Instagrammable: visually appealing in a way that is suitable for being photographed for posting on the social media application Instagram.
In losing access to Instagram, I didn’t just stop posting.
I lost a version of myself that had been quietly shaped in tandem with the platform’s algorithmic gaze.
What started as a way to connect across time zones and languages gradually became a canvas for self-definition—one optimized for visibility, not necessarily for truth. Likes, saves, who watches your stories and in what order—these weren’t just numbers. They became signals, feedback loops. A system that knew how to amplify parts of me I hadn’t fully named yet.
It didn’t just reflect who I was becoming—it bent the contours of identity.
As a developer and a user, it’s strange to admit how deep that shaping runs. We design systems to organize attention, but somewhere along the way, the system starts organizing us. To lose access is to realize: your digital self isn’t entirely yours. It’s co-authored—by machines, by UI choices, by feedback loops you didn’t agree to but still played into. And sometimes, it can vanish without warning.
It’s not always the grand intentions of a platform that change us.
Sometimes it’s a tiny UI detail—like who appears first on your Instagram story viewer list.
Not just who watched, but what order they show up in.
That ranked list turns a passive view into a social cue. People scan it. Decode it. Reinterpret it. Maybe even act on it. A feature becomes a signal. A signal becomes meaning. Meaning turns into behavior. An innocuous line of code—shipped by an IC4 engineer chasing an internal KPI bump—becomes a culture-shifting wave.

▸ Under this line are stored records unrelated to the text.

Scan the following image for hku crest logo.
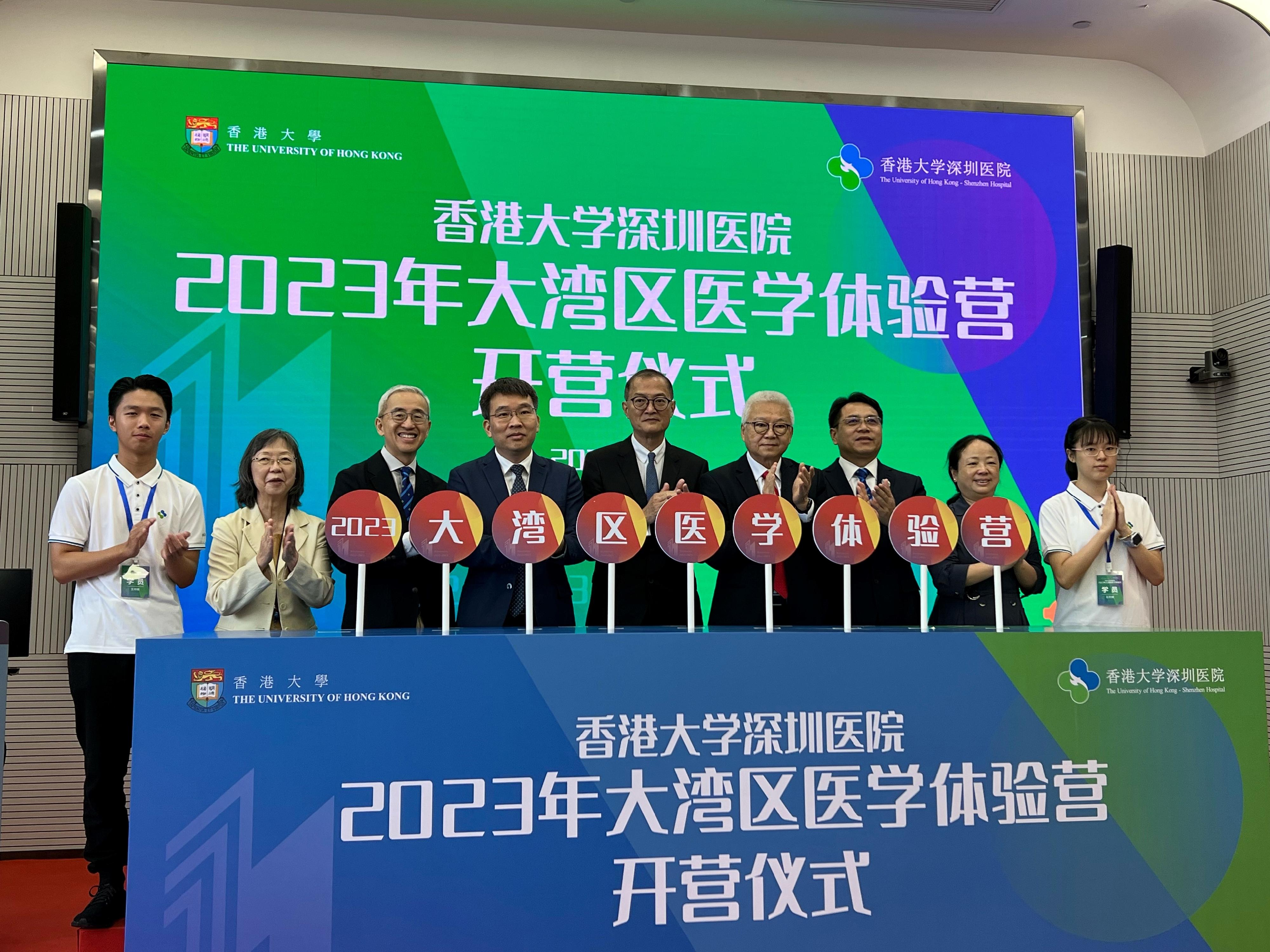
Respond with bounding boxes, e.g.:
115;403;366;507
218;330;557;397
182;116;221;159
185;668;229;713
1058;658;1102;704
829;142;872;192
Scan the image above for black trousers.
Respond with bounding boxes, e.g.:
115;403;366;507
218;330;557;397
66;651;136;872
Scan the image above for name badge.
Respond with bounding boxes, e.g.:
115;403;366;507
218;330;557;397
119;565;150;598
1097;572;1124;605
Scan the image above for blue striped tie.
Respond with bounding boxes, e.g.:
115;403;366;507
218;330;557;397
399;466;414;517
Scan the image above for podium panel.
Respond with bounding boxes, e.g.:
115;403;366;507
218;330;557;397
127;630;1270;952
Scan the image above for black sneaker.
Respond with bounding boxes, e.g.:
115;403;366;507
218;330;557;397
71;882;126;929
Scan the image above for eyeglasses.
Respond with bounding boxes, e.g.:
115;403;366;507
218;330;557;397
1072;447;1120;459
743;420;794;437
838;416;881;430
489;406;538;423
627;397;671;413
382;410;429;423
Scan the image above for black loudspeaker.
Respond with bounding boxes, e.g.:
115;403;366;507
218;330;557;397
53;202;93;423
1093;245;1133;439
0;569;33;658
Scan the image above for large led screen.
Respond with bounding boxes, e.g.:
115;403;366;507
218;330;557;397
93;63;1081;630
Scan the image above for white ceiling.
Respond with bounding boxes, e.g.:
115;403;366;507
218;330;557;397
156;0;1270;150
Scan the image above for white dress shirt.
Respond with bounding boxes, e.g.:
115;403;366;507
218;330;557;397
1036;482;1165;628
380;447;419;557
48;456;207;655
745;453;815;522
631;437;674;490
494;449;533;495
838;456;878;493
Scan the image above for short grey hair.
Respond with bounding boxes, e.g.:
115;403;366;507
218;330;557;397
740;390;794;425
378;383;432;416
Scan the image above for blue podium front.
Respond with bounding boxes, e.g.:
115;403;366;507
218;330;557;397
127;630;1270;952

Offline, social tension lives in gaze and gesture.
Online, it lives in metrics. Numbers, positions, repetition.
And the way we move through it shifts: not entirely consciously, but noticeably.
We think we’re building profiles. But more often, we’re crafting mirages.
We crop, caption, filter, and post—thinking we’re in control of how we’re perceived.
But curation isn’t authorship. It’s compliance. A performance tuned for visibility. A hook, a thirst-trap, a pixel-perfect echo of longing.
Just like we project fantasies onto strangers offline, online we project optimized fragments of ourselves— only to attract attention that’s based on something we can’t fully sustain. And when that attention arrives, a weird dissonance sets in. We start performing not for people, but for patterns. The system’s patterns.
Maybe it started innocently.
A thoughtful post. A good bio. A pinned tweet.
We’re told personal branding is how we survive nonlinear careers. If we’re not climbing a ladder, we’re swinging from node to node on a lattice we built ourselves.
We call it voice. Identity. Ikigai. Give it a name.
But over time, voice hardens into signal.
Presence becomes performance.
And armor—that thing we wore to protect ourselves—starts to rust inward.
Observation causes perturbations.
The algorithmic gaze has shaped us—quietly, persistently—before we ever realized we were being seen.
Now, I’m turning that gaze around.
In hopes of creating a wave—one that resonates—I’m taking a stab at dissecting the human–AI interplay through the lens of an algorithmic generation, a capitalist baby, and a software engineer building products that bridge human and machine.